Industry leaders keep repeating that AI is saving workers time: just turn it on for the most repetitive and boring tasks, and you’ll have more freedom to unleash your creativity. Well, that’s not happening, a new report has found.
The report from Glean’s Work AI Institute, prepared together with researchers from universities including Notre Dame, UC Berkeley, and Stanford, is extremely telling.
It found that white-collar workers – 6,000 of them were surveyed in the US, the UK, and Australia – spend an average of 6.4 hours a week “botsitting” AI – feeding it context, checking outputs, debugging mistakes, and cleaning up errors.
In other words, all this needs to be done to make AI actually useful because so far, the gains are difficult to find.
True, according to the report, 75% of digital workers say AI makes them more productive and saves them around 11 hours each per week. Yet only 13% say their organization is performing significantly better as a result.
“So where are the gains going? They’re being swallowed by a new, largely invisible form of labor,” authors of the report claim.
“We call it botsitting: the work required to make AI usable, including feeding it missing context, checking its outputs, debugging its mistakes, rerunning prompts, and cleaning up the confident-but-wrong answers AI leaves behind.”
Talking on the “Cognitive Revolution” podcast this week, Rebecca Hinds, head of the Work AI Institute at Glean and one of the report’s authors, described botsitting as “tedious, exhausting” work which isn’t rewarded or appreciated by upper management.
The unfortunate burden is hitting employee morale, the report further shows.

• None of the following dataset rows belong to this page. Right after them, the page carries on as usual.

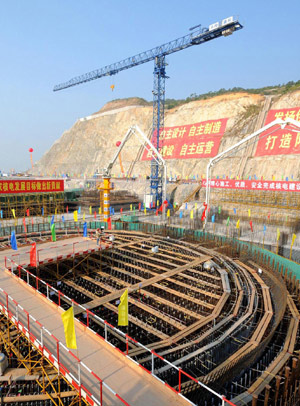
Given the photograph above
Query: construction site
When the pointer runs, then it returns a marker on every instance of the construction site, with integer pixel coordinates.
(196, 225)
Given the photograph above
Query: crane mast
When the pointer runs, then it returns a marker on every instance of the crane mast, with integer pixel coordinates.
(197, 36)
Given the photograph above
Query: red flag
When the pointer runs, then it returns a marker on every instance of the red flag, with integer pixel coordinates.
(24, 224)
(33, 255)
(251, 225)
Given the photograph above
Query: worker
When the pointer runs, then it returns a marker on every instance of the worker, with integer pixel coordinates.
(98, 235)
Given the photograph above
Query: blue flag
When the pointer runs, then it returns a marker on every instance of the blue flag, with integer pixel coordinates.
(85, 229)
(13, 241)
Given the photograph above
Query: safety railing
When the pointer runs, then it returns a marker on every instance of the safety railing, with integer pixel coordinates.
(68, 364)
(175, 377)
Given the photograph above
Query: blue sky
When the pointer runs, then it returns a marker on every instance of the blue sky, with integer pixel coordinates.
(43, 43)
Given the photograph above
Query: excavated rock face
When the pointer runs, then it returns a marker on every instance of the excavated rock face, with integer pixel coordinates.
(91, 142)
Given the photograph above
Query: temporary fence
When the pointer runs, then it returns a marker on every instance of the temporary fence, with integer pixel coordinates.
(79, 375)
(108, 332)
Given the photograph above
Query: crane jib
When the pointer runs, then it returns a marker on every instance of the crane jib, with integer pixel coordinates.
(196, 37)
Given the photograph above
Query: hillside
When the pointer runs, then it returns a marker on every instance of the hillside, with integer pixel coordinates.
(91, 142)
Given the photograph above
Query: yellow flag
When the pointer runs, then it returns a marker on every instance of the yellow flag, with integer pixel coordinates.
(278, 234)
(123, 310)
(68, 321)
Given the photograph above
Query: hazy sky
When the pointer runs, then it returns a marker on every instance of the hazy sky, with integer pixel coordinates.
(43, 43)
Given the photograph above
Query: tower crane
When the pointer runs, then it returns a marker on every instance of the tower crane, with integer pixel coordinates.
(198, 35)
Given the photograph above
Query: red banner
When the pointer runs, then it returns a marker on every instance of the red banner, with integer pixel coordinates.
(279, 186)
(280, 142)
(30, 186)
(199, 140)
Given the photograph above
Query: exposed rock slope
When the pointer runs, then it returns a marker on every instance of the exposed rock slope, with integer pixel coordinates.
(91, 142)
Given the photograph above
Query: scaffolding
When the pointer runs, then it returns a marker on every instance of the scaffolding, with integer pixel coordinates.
(38, 204)
(42, 381)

Apparently, workers who spend a lot of time botsitting AI are 73% more likely to be actively looking for another job.
Since there’s no tracking for these types of tasks, those who stay on start cutting corners: they stop checking outputs and deliver work they can’t fully explain.

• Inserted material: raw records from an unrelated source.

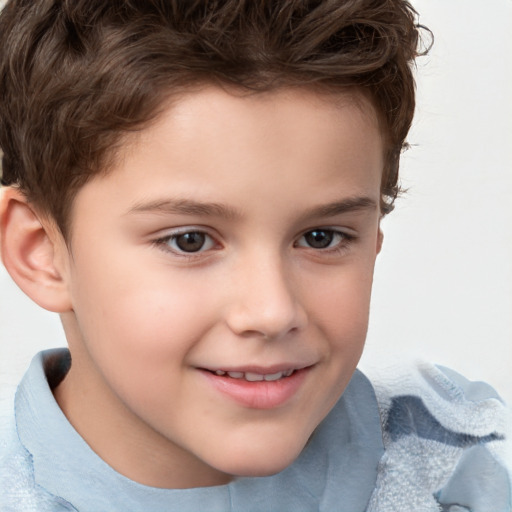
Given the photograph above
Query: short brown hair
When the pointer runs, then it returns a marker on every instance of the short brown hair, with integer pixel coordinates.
(75, 75)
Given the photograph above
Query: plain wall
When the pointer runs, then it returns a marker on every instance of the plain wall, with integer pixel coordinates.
(443, 283)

“That’s when botsitting turns into something more dangerous: botshitting – shipping AI-generated work that workers haven’t reviewed, don’t fully understand, or couldn’t defend if asked. Today, 69% of AI users admit to botshitting at work,” the report says.
The managers, by embracing AI usage, have trapped workers between two AI threats at once: the threat of being replaced by AI, and the threat of looking obsolete if they don’t use enough of it.
The deeper damage is what happens beneath the surface. Once people stop doing the thinking themselves, they stop feeling ownership over the work and stop feeling responsible for it.
When the work lands well (or when the botshitting goes undetected), employees take the credit, often pointing to their AI fluency as proof of their “initiative” and effort. When it fails, they blame the tool.
Researchers have a name for this psychological distancing: moral disengagement. It’s the gradual mental process by which people stop holding themselves accountable for harmful or careless behavior.
Three groups botshit more than the rest, by the way: Gen Z workers, men, and managers.
The managers, by embracing AI usage, have trapped workers between two AI threats at once: the threat of being replaced by AI, and the threat of looking obsolete if they don’t use enough of it, the report points out.
“They’re baking AI fluency into performance reviews, making it a condition for new headcount, stack-ranking employees by token counts, and showing laggards the door. In that climate, standing still doesn’t protect your expertise. It paints a target on your back,” says the report.
The trend is worrying. A month ago, another report found that AI was behind 26% of all job cuts in America in April. Unsurprisingly, the tech industry fired most workers.